Canada's biggest challenge is to encourage more investment. That means cutting through red tape and getting big projects approved and removing inter-provincial trade barriers domestically. At the same time, Canada must scour the globe for business opportunities and create the capacity to tap into those international markets by building pipelines and other infrastructure to support Canadian exports.
The Trans Mountain Pipeline expansion to West Coast terminals is proof of the benefits of building infrastructure geared to exports. Before the pipeline was completed, almost no Canadian crude oil went to Asia. From May 2024, when the pipeline came online, to the end of last year, $3.5 billion worth of oil was exported to Asia.
Propane exports have also surged with expansion in the works to boost exports further.
"So, we have to think of ways of how to get our resources to market because the world wants it," he said. "What that does is it checks a lot of boxes. It improves investment, it improves productivity, (and) it increases our exports.
"The question is, is that what we're going to do or not."
Data centres and the massive energy generation that will be required is another opportunity, especially in Alberta with its abundant natural gas resources.
Tourism is expected to be another growing market as Canadians wary of Trump's economic and immigration sabre-rattling look to home for vacations.
"I think you're going to see a really busy tourism season."
As for Alberta, the economy is expected to soften because of a U.S.economic slowdown and falling oil prices.
"But we do expect Alberta to out-perform the current environment. One of the reasons is persistent population growth."
Alberta is expected to add another 220,000 people in the coming year and the population will likely top five million within the next two months.

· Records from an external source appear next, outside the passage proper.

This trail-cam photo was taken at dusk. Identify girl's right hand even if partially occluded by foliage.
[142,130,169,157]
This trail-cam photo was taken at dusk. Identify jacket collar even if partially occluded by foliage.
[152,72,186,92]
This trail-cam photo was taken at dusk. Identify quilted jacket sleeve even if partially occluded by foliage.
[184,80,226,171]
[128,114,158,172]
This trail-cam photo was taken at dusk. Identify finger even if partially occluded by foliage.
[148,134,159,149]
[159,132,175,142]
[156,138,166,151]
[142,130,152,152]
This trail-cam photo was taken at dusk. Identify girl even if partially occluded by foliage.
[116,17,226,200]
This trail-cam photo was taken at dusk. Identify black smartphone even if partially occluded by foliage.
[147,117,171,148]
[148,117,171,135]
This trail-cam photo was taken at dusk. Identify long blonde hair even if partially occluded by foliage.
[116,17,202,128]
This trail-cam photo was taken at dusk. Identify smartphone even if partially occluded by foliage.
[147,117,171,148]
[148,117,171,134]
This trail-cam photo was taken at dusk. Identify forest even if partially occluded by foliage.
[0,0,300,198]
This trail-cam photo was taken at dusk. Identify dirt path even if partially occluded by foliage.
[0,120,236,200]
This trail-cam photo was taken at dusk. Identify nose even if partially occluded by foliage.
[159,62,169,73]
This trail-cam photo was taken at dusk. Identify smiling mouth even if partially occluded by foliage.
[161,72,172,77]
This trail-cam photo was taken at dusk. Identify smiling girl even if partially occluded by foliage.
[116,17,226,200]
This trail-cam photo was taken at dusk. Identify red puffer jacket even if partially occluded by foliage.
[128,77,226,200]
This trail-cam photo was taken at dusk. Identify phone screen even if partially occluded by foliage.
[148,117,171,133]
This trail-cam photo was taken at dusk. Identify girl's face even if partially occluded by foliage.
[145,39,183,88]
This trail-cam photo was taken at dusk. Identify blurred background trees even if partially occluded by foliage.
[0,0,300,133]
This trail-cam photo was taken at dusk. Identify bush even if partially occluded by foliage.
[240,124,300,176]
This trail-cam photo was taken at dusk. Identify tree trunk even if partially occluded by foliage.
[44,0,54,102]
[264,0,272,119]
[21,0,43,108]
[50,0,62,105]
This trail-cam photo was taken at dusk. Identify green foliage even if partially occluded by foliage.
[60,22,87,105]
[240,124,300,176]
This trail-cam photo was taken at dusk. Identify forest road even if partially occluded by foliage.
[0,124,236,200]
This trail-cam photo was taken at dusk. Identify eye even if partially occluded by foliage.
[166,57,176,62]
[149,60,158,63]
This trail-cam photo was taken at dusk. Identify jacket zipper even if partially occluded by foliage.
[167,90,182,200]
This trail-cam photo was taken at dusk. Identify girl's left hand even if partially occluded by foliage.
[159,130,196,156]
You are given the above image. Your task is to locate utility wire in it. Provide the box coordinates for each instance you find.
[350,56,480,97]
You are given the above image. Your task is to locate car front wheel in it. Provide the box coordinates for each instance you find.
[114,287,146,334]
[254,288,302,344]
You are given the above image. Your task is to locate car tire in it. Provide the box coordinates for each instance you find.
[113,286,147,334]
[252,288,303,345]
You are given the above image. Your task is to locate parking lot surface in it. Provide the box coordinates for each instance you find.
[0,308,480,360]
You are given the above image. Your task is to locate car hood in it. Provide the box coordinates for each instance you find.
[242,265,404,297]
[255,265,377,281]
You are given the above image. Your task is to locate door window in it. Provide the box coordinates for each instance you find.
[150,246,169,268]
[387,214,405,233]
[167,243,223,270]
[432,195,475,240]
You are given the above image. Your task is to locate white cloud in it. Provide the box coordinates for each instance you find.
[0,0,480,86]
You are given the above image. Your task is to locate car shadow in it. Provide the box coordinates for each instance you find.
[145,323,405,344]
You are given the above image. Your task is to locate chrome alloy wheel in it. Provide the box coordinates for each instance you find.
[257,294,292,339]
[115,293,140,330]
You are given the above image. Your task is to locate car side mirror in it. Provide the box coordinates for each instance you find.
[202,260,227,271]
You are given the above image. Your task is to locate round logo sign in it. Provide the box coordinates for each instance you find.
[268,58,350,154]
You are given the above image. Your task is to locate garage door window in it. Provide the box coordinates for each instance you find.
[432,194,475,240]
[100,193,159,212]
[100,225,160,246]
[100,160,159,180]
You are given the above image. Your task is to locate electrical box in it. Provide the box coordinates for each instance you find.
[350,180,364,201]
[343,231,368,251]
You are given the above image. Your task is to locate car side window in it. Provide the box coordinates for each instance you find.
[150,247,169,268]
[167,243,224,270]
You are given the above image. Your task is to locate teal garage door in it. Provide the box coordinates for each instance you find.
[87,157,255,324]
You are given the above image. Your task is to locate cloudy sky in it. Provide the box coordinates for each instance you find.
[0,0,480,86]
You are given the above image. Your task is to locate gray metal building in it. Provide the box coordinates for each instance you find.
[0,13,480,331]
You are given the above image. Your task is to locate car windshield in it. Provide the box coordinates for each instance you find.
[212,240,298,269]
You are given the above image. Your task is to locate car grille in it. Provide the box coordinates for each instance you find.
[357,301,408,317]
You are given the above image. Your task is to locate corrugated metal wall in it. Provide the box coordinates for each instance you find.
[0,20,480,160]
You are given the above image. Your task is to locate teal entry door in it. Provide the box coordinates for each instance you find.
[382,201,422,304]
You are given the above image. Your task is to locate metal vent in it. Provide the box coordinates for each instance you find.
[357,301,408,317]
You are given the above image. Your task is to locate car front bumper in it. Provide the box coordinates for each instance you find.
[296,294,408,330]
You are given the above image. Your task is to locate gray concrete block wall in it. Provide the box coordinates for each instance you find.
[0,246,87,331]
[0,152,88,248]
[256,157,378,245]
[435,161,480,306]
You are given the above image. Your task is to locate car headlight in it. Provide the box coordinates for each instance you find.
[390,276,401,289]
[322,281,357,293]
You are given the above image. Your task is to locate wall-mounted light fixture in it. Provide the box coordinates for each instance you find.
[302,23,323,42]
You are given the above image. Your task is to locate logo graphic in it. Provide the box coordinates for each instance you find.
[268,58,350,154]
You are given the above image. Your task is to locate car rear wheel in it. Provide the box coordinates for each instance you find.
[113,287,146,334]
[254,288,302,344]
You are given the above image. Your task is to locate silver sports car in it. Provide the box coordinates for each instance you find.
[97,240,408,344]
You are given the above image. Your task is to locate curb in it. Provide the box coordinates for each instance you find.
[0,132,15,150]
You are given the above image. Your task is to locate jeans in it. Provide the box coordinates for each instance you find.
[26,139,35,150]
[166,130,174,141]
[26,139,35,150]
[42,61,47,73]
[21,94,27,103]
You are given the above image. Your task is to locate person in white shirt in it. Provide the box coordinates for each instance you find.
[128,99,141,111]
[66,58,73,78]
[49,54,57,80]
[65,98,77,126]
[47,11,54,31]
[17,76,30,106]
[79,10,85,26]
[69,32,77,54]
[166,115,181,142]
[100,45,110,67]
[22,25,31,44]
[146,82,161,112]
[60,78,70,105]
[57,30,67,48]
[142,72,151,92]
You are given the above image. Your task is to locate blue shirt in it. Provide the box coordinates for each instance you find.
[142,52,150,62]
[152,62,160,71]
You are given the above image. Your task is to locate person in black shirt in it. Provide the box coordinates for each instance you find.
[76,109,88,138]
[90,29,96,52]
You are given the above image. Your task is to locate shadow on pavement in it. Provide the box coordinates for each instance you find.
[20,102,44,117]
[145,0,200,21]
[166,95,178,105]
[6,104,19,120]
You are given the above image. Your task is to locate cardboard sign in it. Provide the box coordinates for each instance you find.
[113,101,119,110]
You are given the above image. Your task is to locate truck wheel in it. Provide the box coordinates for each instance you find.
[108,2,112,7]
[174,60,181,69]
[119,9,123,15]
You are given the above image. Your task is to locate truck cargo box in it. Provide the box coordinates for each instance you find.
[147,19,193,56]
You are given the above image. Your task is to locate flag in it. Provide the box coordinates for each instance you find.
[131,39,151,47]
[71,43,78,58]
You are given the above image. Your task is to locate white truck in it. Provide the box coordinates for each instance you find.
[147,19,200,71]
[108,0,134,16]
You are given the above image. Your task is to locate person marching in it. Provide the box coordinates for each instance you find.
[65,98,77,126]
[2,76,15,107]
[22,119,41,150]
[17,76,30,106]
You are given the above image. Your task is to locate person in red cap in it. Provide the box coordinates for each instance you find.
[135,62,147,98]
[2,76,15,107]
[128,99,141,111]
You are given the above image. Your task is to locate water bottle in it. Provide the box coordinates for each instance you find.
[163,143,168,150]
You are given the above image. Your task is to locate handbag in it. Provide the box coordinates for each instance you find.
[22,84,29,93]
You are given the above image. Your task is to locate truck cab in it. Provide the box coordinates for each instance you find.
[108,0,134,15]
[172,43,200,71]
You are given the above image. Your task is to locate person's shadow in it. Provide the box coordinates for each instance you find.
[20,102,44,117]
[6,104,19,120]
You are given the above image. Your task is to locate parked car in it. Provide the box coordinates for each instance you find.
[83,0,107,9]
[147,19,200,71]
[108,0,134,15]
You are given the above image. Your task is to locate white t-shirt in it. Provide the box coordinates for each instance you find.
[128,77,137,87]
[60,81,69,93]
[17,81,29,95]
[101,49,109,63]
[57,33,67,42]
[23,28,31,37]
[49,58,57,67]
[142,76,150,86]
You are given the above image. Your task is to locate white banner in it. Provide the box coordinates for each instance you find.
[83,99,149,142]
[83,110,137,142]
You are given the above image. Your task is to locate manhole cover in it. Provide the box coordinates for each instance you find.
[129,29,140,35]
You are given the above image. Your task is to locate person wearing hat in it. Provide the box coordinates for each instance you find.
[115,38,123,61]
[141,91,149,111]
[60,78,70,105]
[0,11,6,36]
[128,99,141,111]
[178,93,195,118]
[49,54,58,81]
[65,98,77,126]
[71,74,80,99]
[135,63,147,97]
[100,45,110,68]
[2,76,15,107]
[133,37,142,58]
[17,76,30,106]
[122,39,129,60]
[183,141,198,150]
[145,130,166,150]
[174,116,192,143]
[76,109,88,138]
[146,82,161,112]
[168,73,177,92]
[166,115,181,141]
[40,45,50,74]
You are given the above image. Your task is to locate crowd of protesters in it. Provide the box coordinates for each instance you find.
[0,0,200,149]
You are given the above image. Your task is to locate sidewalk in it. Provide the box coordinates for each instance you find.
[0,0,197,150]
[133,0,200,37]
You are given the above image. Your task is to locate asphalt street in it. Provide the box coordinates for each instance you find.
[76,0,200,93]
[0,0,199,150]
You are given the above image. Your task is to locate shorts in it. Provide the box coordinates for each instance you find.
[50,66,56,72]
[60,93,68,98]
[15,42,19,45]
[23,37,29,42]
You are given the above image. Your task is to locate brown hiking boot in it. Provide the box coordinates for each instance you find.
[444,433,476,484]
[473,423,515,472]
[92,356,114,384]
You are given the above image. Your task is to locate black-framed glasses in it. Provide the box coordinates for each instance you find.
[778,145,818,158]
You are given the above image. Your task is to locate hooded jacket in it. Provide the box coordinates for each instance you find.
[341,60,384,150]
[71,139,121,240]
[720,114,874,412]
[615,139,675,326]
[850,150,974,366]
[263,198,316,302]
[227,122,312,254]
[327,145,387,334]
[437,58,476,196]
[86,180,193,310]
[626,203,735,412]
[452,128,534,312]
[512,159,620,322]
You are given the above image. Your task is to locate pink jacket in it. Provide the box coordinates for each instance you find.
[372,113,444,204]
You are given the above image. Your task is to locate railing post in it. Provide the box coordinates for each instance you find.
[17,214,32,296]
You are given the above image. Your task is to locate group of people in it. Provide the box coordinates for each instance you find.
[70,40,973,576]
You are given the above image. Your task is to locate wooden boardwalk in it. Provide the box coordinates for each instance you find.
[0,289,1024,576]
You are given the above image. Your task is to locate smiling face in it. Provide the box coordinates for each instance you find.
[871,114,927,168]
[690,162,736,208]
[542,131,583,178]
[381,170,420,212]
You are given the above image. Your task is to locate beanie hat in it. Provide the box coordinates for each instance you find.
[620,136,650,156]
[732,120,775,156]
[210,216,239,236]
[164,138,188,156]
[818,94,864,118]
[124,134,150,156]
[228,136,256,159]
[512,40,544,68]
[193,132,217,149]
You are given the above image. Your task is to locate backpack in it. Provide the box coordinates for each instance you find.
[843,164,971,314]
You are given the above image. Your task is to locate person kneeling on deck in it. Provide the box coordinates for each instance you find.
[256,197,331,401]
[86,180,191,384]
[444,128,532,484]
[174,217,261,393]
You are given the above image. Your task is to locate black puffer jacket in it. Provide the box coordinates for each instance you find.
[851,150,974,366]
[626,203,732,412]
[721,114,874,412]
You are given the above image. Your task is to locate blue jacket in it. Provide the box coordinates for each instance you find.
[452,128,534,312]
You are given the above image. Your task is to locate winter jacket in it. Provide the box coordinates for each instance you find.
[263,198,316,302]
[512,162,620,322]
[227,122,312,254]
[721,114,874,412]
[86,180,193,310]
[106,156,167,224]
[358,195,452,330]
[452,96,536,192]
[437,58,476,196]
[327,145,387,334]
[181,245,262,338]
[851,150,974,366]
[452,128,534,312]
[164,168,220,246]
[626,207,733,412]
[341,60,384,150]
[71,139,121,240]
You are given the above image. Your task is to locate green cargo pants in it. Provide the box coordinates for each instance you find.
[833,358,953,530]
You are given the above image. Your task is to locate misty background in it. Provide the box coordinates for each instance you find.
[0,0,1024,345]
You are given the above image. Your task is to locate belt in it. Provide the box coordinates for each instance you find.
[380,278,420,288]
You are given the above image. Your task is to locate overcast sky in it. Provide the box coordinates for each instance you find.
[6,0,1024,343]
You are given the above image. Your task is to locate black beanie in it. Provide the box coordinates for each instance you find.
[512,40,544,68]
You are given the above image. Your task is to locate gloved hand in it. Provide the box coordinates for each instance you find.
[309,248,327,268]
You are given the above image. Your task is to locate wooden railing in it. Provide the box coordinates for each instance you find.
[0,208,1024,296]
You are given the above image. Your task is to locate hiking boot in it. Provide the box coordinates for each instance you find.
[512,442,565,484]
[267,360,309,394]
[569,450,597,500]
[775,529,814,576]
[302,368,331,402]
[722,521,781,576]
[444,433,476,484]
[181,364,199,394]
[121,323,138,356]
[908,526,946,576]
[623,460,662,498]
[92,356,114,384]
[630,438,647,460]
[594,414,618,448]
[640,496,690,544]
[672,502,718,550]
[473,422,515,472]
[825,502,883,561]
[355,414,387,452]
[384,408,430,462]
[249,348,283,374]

"That's absolutely remarkable," he said. "People continue to move to Alberta in droves."
Affordability, including housing, a solid job market and increasing opportunities to work remotely are driving that growth. And while unemployment numbers remain high, particularly in Red Deer Region, it has more to do with a fast-growing population overtaking the number of jobs available than as a sign of a weak economy.
"In Red Deer, you had really strong employment growth last year, but you also had really strong population growth. That's one of the reasons your unemployment rate is still really high."
Red Deer is expected to continue to grow faster than the provincial average, although not as quickly as Calgary, Edmonton and Grande Prairie.
The city also has not fully bounced back from the loss of oil and gas services and manufacturing capacity during the steep downturn of a decade ago.
That gap is being filled in, lately by growth public service investment, such as the $1.8 billion Red Deer Regional Hospital Centre expansion and continuing investment in Red Deer Polytechnic.
"There is a lot of growth in those service-based industries. But there are so many changes in your labour market it becomes a bit of a skills mismatch issue. We have jobs. We don't necessarily have people for those jobs."
Another positive sign for the area is P&H Milling Group's $241 million flour mill under construction in Springbrook and expected to be in operation in fall 2026.
Parsons sees huge opportunities for agri-food investment in Alberta. "We're seeing record levels of food manufacturing in the province."
Overall, Alberta, despite its challenges, is expected to see 1.5 per cent growth this year, three times the national projection of 0.5 per cent.
"I think as a long-term play, Alberta looks really, really solid."